Often, an installation of our on-site, debian-stable based application runs in a virtual machine - typically in VMware ESXi. In the general case we do not have visibility into or influence over their virtualization environment and do not have access to e.g. the VMware vCenter client or equivalent. I focus on VMware here, because that by far is the most common we see.
We'd like to:
- Tell a customer's VMware admin: You can run our application in e.g. your VMware ESX environment, as long as it meets performance criteria X, Y and Z.
- Be able to determine if criteria X, Y and Z are in fact met continuously (e.g. also right now), even on a running system (we cannot stop our application and run benchmarks, and an initial benchmark won't suffice, since performance in virtual environments changes over time).
- Have confidence that if criteria X, Y and Z are met, we will have adequate virtual HW resources to run our application with satisfactory performance.
Now what are X, Y and Z?
We have seen time and again, that when there are performance problems, the problem isn't with our application, but with the virtualization environment. E.g. another virtual machine uses tons of CPU, memory or the SAN on which the disks are actually stored get heavy use by something other than our application. We currently have no way to prove or disprove that.
Theoretically it could also be possible that sometimes our application is slow... ;-)
How does one determine the root cause of our performance problems: Virtual environment or our application?
There are typically 3 areas for performance problems CPU, Memory and DISK I/O.
CPU
In e.g. VMware the administrator can specify Reservation and Limit, expressed in MHz, but is e.g. 512MHz on one ESX host exactly the same as 512MHz on another ESX host, possibly in a completely different ESX cluster?
And how does one measure whether we actually get that? While our application is running, we can perhaps see that we are at 212% CPU utilization on 4 CPUs. Is that because our application is doing a lot or because another VM on the same host is running a CPU intensive task and using all the CPU?
Memory (Ballooning?)
If we ask for e.g. 16GB RAM, that is often configured, but because of ballooning, we actually only get 4GB, and surprise, our application performs poorly.

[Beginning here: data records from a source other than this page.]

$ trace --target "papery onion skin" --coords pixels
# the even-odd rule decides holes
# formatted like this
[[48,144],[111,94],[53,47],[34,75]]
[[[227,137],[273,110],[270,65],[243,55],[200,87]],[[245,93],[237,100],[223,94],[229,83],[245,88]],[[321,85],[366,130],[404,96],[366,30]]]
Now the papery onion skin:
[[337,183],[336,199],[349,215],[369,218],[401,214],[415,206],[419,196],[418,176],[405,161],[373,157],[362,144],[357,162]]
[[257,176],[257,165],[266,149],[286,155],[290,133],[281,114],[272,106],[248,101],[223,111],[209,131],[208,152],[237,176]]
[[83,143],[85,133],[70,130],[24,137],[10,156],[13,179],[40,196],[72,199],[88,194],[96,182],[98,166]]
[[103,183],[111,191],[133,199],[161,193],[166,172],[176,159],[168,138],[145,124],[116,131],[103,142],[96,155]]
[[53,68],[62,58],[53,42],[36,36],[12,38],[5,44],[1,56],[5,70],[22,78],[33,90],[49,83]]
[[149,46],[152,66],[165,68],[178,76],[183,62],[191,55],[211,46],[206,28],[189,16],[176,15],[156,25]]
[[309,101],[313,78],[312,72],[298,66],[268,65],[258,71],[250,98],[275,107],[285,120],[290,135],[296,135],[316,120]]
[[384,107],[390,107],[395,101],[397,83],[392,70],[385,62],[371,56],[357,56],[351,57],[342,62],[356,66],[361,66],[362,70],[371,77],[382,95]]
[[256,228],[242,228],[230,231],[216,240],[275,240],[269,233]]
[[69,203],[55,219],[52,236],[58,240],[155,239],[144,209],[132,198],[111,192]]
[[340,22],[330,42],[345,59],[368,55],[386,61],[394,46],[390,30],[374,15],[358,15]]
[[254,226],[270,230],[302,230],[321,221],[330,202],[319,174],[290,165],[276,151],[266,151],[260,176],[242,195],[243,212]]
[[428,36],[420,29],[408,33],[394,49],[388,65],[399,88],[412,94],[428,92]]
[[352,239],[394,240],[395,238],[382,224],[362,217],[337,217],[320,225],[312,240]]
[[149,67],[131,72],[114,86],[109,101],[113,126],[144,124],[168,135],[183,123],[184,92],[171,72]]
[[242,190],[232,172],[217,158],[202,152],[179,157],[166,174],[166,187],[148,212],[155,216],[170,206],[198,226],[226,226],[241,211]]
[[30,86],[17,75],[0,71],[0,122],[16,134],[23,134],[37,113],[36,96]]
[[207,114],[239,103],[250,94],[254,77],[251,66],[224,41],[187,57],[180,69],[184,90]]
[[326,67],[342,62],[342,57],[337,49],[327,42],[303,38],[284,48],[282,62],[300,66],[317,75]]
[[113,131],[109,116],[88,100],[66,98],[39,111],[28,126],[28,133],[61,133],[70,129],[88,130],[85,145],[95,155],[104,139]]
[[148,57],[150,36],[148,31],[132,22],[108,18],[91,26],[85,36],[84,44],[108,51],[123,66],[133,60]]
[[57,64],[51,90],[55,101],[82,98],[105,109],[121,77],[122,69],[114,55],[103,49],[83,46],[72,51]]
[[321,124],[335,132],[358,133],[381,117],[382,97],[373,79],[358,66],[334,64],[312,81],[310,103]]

One can ask the VMware tools about the current ballooning, but we've find that it often lies (or is inaccurate at least). We've seen examples where the OS thinks there is 16GB total RAM, the sum of the resident memory (RSS) of all processes is 4GB RAM, but there is only 2GB RAM free, even when VMware tools tells us there is 0 ballooning :-(
Also, just adding RSS together isn't valid, as there could easily be shared RAM, e.g. copy-on-write memory so 512MB + 512MB doesn't necessarily mean 1GB but could mean something less. So one can't simply subtract RSS from all processes to get a measure for how much RAM should be free and thereby detect ballooning reliably. One can detect some cases of ballooning, but there are other cases where ballooning is in effect, but not detectable by this method.
Disk I/O
I guess we could graph over time the number of disk reads and writes, the number of bytes read and written, and the IO wait %. But will that give us an accurate picture of disk I/O? I imagine that if there is a bitcoin miner running in another VM using all the CPU, our IO wait % will go up, even if the underlying SAN gives exactly the same performance, simply because our CPU resources go down, and hence IO wait (which is measured in %) goes up.
So in summary, what language can we use to describe to e.g. a VMware admin, what performance we need, in a portable and measurable way?